Honestly, if desktop operating systems supported better sandboxing of malware, I bet that piracy would increase.

[–] [email protected] -3 points 11 months ago* (last edited 11 months ago) (1 children)

(mp3 needs to die)

How are you going to recreate the MP3 audio artifacts that give a lot of music its originality, when encoding to OPUS? Past audio recordings cannot be fiddled with too much.

Also, fuck Zstandard, its a problematic format due to single file compression ability, hard to repair, not fully stable and lacking too many features compared to 7Z/RAR. Zst is also 15-20% worse at compression ratio. Its only a good format for temporary fast data transit applications (webpage/CDN serving, quick temporary database backups).

[–] [email protected] 1 points 11 months ago (1 children)

How are you going to recreate the MP3 audio artifacts that give a lot of music its originality, when encoding to OPUS?

Oh, a gramophone user.

Joke aside, i find ogg Opus often sounding better than the original. Probably something with it's psychoacoustic optimizations.

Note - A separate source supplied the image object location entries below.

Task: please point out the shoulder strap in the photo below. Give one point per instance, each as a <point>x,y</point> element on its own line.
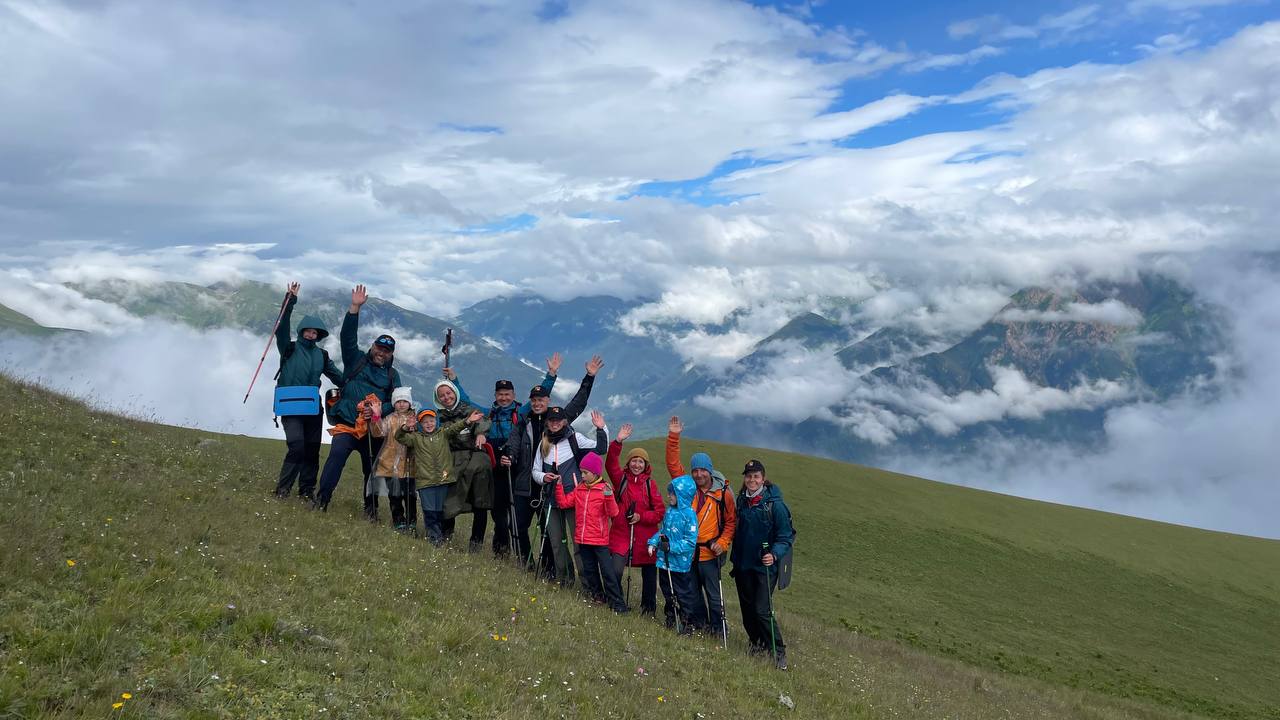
<point>286,355</point>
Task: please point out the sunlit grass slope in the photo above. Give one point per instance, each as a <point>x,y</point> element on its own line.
<point>149,560</point>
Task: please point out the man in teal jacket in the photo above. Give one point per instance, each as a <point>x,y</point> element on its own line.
<point>302,361</point>
<point>364,373</point>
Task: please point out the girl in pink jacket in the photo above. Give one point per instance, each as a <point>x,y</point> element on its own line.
<point>594,511</point>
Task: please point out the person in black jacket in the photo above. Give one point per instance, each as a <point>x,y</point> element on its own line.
<point>302,363</point>
<point>764,537</point>
<point>364,373</point>
<point>522,445</point>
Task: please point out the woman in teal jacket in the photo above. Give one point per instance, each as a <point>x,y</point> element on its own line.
<point>675,546</point>
<point>302,361</point>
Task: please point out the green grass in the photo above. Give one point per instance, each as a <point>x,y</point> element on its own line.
<point>200,596</point>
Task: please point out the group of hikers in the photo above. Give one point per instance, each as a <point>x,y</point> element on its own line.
<point>598,507</point>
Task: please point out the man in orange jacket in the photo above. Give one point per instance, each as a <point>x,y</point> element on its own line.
<point>717,520</point>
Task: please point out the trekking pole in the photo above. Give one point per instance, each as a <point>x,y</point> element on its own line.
<point>723,619</point>
<point>448,343</point>
<point>268,349</point>
<point>631,543</point>
<point>666,556</point>
<point>773,643</point>
<point>511,516</point>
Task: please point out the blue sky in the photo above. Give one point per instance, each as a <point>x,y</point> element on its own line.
<point>1022,39</point>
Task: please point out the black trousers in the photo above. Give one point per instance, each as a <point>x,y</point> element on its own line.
<point>302,458</point>
<point>754,596</point>
<point>343,445</point>
<point>648,582</point>
<point>501,511</point>
<point>599,580</point>
<point>524,520</point>
<point>405,506</point>
<point>708,583</point>
<point>681,588</point>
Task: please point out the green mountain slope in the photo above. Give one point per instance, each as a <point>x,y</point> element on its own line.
<point>16,322</point>
<point>147,560</point>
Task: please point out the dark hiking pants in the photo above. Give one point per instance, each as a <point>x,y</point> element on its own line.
<point>753,595</point>
<point>302,458</point>
<point>648,582</point>
<point>343,445</point>
<point>599,580</point>
<point>707,579</point>
<point>681,588</point>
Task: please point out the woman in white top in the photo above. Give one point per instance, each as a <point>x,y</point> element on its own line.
<point>556,461</point>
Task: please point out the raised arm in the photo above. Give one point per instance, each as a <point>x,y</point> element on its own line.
<point>577,404</point>
<point>347,338</point>
<point>282,328</point>
<point>673,466</point>
<point>553,364</point>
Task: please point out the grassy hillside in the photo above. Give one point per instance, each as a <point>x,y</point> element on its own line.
<point>147,560</point>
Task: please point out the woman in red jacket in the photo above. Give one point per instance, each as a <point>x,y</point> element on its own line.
<point>594,510</point>
<point>641,507</point>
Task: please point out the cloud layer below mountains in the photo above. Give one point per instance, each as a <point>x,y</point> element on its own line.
<point>382,145</point>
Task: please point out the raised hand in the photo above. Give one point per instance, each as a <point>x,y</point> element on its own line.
<point>359,296</point>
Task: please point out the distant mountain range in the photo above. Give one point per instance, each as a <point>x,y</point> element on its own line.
<point>1084,350</point>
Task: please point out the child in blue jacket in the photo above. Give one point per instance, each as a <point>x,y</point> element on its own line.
<point>675,545</point>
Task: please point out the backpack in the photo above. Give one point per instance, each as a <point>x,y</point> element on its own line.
<point>785,564</point>
<point>288,352</point>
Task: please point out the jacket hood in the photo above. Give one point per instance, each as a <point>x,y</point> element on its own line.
<point>315,324</point>
<point>435,397</point>
<point>768,493</point>
<point>684,487</point>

[–] [email protected] -1 points 11 months ago

The artifacts can determine the quirky sounds. They are like film grain in MPEG/WMV/AVI or the old VHS rips, you cannot recreate them in OPUS, because they get recorded that way. The recording gear and the mastering determines how the streaming audio should be encoded. OPUS probably is better sounding now with Sox Resampler equipped audio players.